I have been crawling and parsing websites for a while, with use of php and cUrl. Years after years, it sounded clear that my extracting routines running on my server were more and more difficult to maintain in a good working shape. In fact, websites regularly change minor things on their pages; and in the best case, you wouldn’t get some or all of the awaited data anymore, in the worse case, absolutely inaccurate data.
Then came for me (and I must admit, my limited skills) THE hammer: AJAX ! Yes, HTML + Javascipt + CSS + DOM… And the dynamic pages that don’t load at first sight, that wait for you to click on a button, that just show as you scroll down, that exchange static pictures URLs with Javascipt dynamically shown pictures… In two words: a nightmare!

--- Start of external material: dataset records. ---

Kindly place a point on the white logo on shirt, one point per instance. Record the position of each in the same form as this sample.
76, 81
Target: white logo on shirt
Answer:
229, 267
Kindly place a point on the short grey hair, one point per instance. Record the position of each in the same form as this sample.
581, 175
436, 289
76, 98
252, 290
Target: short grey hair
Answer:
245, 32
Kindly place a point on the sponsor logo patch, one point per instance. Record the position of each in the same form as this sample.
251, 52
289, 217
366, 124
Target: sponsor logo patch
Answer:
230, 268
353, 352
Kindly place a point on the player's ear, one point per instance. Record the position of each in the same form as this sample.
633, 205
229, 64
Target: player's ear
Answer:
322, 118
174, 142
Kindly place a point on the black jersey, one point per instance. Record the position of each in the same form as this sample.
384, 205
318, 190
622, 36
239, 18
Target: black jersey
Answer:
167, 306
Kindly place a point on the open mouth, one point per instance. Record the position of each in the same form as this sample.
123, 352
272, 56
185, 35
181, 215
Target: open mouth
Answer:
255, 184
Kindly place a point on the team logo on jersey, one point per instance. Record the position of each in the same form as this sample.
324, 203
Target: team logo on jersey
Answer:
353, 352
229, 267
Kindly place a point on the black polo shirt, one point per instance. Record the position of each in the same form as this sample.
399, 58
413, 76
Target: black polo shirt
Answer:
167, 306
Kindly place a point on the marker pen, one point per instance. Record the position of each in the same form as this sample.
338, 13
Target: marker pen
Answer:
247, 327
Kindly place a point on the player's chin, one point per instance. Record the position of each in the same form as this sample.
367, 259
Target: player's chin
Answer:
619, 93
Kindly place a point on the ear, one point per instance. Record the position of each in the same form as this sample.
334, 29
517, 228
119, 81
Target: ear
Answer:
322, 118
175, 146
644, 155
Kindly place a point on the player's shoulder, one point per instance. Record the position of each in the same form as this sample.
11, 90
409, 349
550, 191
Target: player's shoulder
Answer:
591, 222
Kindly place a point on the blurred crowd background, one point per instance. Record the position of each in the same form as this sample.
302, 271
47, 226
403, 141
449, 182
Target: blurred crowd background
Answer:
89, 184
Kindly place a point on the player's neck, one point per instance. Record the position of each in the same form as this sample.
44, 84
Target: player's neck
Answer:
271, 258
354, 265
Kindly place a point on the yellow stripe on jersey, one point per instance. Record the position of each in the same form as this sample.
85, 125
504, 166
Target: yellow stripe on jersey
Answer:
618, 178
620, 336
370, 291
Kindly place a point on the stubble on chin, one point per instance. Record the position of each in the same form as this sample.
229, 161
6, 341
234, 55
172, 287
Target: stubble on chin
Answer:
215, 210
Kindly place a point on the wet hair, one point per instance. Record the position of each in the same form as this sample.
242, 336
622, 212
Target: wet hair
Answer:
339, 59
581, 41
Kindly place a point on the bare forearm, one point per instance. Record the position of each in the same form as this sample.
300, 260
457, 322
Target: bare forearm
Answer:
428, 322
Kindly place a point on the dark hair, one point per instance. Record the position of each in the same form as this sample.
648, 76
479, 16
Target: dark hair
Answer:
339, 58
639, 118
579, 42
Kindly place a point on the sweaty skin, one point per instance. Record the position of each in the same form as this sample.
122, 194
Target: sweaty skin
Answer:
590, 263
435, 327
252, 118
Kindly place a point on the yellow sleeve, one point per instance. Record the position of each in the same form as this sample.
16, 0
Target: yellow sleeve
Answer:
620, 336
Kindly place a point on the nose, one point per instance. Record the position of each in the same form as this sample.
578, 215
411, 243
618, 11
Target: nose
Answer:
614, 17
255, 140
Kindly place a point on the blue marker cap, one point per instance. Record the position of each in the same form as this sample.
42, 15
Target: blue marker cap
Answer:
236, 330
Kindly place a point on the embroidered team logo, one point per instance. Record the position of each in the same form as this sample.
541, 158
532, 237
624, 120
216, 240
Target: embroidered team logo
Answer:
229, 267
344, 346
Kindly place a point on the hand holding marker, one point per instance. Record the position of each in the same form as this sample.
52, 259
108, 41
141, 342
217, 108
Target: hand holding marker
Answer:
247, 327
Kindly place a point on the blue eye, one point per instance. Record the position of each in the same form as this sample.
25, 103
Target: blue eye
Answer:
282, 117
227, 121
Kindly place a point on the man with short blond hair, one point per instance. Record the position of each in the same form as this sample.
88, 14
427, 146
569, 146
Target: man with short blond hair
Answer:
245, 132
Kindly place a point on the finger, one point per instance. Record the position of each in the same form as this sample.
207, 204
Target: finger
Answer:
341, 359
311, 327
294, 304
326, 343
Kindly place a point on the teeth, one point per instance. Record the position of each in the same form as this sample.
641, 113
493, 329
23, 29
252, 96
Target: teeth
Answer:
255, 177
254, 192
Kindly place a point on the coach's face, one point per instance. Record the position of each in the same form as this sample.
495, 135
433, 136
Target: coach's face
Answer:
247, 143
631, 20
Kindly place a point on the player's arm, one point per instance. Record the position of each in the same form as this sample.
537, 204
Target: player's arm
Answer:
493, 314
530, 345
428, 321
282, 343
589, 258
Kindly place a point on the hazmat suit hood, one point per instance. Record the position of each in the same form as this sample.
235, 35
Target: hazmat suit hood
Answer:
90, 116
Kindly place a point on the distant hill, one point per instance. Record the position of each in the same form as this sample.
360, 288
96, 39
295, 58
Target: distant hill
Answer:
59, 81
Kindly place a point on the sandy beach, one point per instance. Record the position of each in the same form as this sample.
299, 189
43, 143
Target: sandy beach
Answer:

So, I had to find a way to still be able to extract my needed data, without having to pass an engineer degree in information technology… had to be fast, had to be robust!
Why I choose Octoparse?
I gave a try to some scraping tools, and my final choice was made to Octoparse. Several reasons for it :
- Easy to set up.
- Lots of tutorials to start easily.
- Ajax is handled as easy as a basic HTMLURL… as if it wouldn’t be any Ajax routines on the pages. It’s really what make me give a try… because I was unable to access the most important part of the data I needed… hidden behind an ‘Display’ Ajax button that I wasn’t able to deal with (with php / cUrl)
- 10 tasks are offered for free.And as far I know, they won’t be public tasks as it’s the case with some of Octoparse competitors.
- Smart Mode and Wizard mode make it easy to find the data, often at first sight. Sometimes you need to find alternate ones… but Octoparse tries to do it for you.
Advanced Mode: the most important part!
But of course, the Advanced Mode is the most important part. You don’t need to start with it : Start with smart, or with wizard, and then Edit in Advanced Mode… and extract with accuracy what you need.
I’ve been using kind of Xpath for years with php… but here, its easy and clear. You can even save a data extraction configuration files, to be used in new project, or elsewhere.
The only drawback I have noticed, is that Octoparse uses mostly children/children/children XPath ways, that seems, to me, less robust than locations with specific attributes like class, ID, or others, when Wizard Mode is used. But of course, you can make it more robust and edit it in the advanced mode.
Formatting the data before exporting them is now easy, and helps to shrink the volume of data.
I’ve not been using Octoparse for a long time, but it should definitively help me to gain a lot of time… and money (as far as I’m able to set up the APIs… 😉